The problem I have with writing at the moment, the issue I have hanging over me every day – every single time I put pen to paper – is that it’s years now since I finished anything.
True, since I last finished anything longer than a short story, I have changed jobs, met someone, married said someone, moved house, done up said house and had a baby, so the last few years have been eventful ones. But still it is a constant frustration, a constant worry, that the dedication and commitment I had to write two novels seems to have spent most of the last decade seemingly sunning itself in The Bahamas, miles out of my grasp.
Right now though, I feel more in touch with my writing than I have in a long time. I’m working daily. My mind feels focused, my resolve unbreakable. So, of course I can use the fact that I haven’t finished anything as fuel. As I work on this new book, I can tell myself I don’t want to fall into that enticing rut of nothingness again, that I don’t want this to be yet another piece of work – hard hours of thinking and working – that I just gave up on.
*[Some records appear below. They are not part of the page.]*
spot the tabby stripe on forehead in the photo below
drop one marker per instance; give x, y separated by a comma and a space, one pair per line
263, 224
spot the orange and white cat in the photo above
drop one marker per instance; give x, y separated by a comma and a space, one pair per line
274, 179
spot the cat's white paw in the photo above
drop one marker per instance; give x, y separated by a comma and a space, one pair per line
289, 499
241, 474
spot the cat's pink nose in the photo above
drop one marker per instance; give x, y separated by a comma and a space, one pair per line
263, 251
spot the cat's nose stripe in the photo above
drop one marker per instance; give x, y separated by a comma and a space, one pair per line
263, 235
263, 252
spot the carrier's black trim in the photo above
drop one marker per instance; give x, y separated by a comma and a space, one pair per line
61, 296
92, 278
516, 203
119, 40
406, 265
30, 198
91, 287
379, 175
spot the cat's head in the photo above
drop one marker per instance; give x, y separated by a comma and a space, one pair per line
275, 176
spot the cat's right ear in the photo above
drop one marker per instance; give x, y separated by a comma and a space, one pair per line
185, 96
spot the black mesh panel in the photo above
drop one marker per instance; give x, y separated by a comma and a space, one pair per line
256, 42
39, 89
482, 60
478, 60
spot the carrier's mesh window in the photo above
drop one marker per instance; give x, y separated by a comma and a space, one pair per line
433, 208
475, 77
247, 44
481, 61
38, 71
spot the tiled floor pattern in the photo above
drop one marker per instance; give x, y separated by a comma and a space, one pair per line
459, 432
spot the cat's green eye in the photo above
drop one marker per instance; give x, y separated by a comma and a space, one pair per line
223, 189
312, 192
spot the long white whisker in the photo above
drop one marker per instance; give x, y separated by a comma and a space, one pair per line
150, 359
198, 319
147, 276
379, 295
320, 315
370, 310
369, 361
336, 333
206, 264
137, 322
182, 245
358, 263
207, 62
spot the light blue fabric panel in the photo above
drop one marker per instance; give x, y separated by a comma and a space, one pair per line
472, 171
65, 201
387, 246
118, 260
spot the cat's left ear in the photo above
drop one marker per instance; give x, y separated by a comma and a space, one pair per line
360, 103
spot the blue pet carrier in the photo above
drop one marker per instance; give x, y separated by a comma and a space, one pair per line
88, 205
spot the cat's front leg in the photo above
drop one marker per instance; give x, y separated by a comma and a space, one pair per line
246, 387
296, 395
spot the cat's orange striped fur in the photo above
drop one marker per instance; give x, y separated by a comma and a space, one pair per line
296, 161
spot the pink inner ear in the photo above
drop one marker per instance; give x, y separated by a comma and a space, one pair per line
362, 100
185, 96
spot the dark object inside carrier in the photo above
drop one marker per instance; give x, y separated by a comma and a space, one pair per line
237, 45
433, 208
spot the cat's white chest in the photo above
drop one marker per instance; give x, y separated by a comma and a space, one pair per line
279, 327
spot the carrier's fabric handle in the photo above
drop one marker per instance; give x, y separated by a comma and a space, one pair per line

As the fear is always there. The fear that when I hit a difficult plot problem, or a flat chapter I can’t seem to immediately pump up, that it will just seem easier to give it up.
Not that I’d phrase it to myself like that, of course.
I have ideas popping and fizzing in my mind all the time, so I’ll just tell myself that I’ll write one of those instead and come back to this book later when I’m refreshed.
Then eventually I’ll hit a difficult point on that idea, and move onto something else and the cycle will just repeat and nothing will ever get finished.
That fear hangs over me, but I have to break the pattern. This time I am going to finish what I started and I’m going to make sure I’m goddamn proud of it!